Investing in creative, collaborative and interdisciplinary research is our driving focus; our Faculty Collaboration Grant awards prove it. We're providing funding for five projects that include 18 researchers representing 17 different departments across the colleges of Fine Arts, Humanities and Social and Behavioral Sciences. The research ranges from utilizing virtual environments as a teaching tool to exploring how depth is perceived in art; from the linguistics of intergenerational phone calls to capturing oral histories of our borderland communities and providing artistic performance platforms to the voices of the displaced.
Virtual Harlem: A Geographically Accurate Virtual Reality Environment
Africana Studies Associate Professor Bryan Carter (COH) and former Music Associate Professor/School of Information, Technology, and Arts Professor Kelland Thomas created a virtual reality representation of 125th Street as it stood in the 1920s Jazz Age and the golden age of the Harlem Renaissance. This project allowed participants to experience Virtual Harlem in an immersive environment where they can better understand the social, cultural, political and economic relations that shaped the Harlem Renaissance.

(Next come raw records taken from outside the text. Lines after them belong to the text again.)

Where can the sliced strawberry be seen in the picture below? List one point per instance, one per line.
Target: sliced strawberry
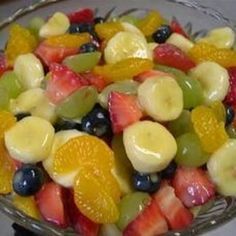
(170, 55)
(96, 80)
(192, 186)
(148, 223)
(62, 83)
(50, 203)
(85, 15)
(177, 216)
(177, 28)
(50, 54)
(148, 74)
(124, 110)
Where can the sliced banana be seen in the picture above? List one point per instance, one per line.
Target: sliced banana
(125, 45)
(180, 41)
(149, 146)
(221, 37)
(222, 168)
(58, 24)
(30, 140)
(161, 98)
(61, 138)
(29, 70)
(214, 80)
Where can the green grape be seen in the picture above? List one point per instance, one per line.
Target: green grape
(189, 151)
(78, 104)
(83, 62)
(126, 86)
(9, 81)
(4, 99)
(182, 124)
(192, 91)
(130, 206)
(123, 169)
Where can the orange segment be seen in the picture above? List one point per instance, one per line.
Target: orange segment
(92, 199)
(69, 40)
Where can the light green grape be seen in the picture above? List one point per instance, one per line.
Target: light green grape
(189, 151)
(83, 62)
(130, 206)
(126, 86)
(78, 104)
(10, 83)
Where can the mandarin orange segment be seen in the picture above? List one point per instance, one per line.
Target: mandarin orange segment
(7, 120)
(26, 205)
(69, 40)
(92, 199)
(125, 69)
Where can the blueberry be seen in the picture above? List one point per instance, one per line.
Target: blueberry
(99, 20)
(28, 180)
(229, 115)
(66, 125)
(88, 47)
(97, 122)
(146, 182)
(162, 34)
(169, 171)
(22, 115)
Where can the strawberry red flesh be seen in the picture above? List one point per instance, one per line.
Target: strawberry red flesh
(177, 216)
(193, 186)
(124, 111)
(50, 203)
(148, 223)
(170, 55)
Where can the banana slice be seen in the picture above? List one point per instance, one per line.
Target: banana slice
(161, 98)
(221, 37)
(214, 80)
(29, 70)
(61, 138)
(149, 146)
(30, 140)
(125, 45)
(222, 168)
(180, 41)
(58, 24)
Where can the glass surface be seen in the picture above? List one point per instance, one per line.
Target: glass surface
(201, 18)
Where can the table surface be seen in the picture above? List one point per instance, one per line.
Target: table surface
(225, 6)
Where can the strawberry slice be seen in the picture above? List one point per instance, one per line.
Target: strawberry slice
(149, 74)
(50, 203)
(177, 28)
(50, 54)
(148, 223)
(177, 216)
(95, 80)
(62, 83)
(192, 186)
(85, 15)
(170, 55)
(124, 110)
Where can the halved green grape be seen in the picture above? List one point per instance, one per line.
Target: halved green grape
(125, 86)
(192, 91)
(190, 153)
(4, 99)
(130, 206)
(83, 62)
(78, 104)
(182, 124)
(9, 81)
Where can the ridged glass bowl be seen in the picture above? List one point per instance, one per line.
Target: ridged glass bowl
(196, 19)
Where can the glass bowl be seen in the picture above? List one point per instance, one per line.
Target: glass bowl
(202, 18)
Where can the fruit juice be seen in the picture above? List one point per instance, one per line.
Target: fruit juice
(116, 127)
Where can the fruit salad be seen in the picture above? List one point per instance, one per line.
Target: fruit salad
(119, 126)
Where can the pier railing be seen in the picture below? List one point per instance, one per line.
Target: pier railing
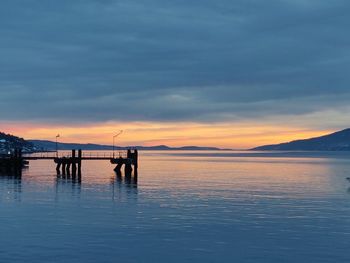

Space and Place: Perceiving Depth in Contemporary Landscape Art
Thomas Bever, Regents’ Professor of Linguistics, Psychology and Neuroscience (SBS), in conjunction with Associate Professor Martina Shenal, School of Art, and Regents’ Emeritus Professor of Philosophy Kevin Lehrer, explored how depth is perceived in art and how behavior and neurological processes differ as a function of artistic experience. This study of the aesthetic experience integrates art and science in ways that elaborate on how and why audiences gravitate to certain works of art.
Barrio Stories Project
Mexican American Studies Professor Lydia Otero (SBS) and Theatre, Film and Television Assistant Professor Elaine Romero (CFA) – in collaboration with Borderlands Theater – worked alongside youth, anthropologists, historians and playwrights to collect oral stories from the Barrio Libre neighborhood, which was demolished in the late 1960s to build the Tucson Convention Center complex. The narratives were theatricalized, in March 2016, by a team of three award winning playwrights to illuminate the neighborhood’s rich history and reclaim the voices of its community members.
Intergenerational Telephone Calls: Linguistic and Communicative Parameters
Associate Professor of Spanish and Portuguese Ana Carvalho (COH) and Senior Research Scientist Malcah Yaeger-Dror (SBS), along with a team of Communication and Linguistics experts, collected and studied a corpus of telephone conversations between monolingual and bilingual students and their grandparents to investigate the linguistic and communicative dynamics of cross-generational interactions. This corpus helped develop models of supportive and adversarial communication strategies and fine-tuned software for the recognition of multicultural and multigenerational speech.
Border Cowboys
J.C. Mutchler, Associate Research Historian at the Southwest Center (SBS) and Art Professor Jackson Boelts (CFA) created a cross-disciplinary examination of ranches and ranchers along the U.S.-Mexico border that led to a better understanding of the cultural complexity and rich history of the borderlands. Through collecting and analyzing oral histories, photography and public history, the team recreated and documented cultural narratives of our unique borderlands communities.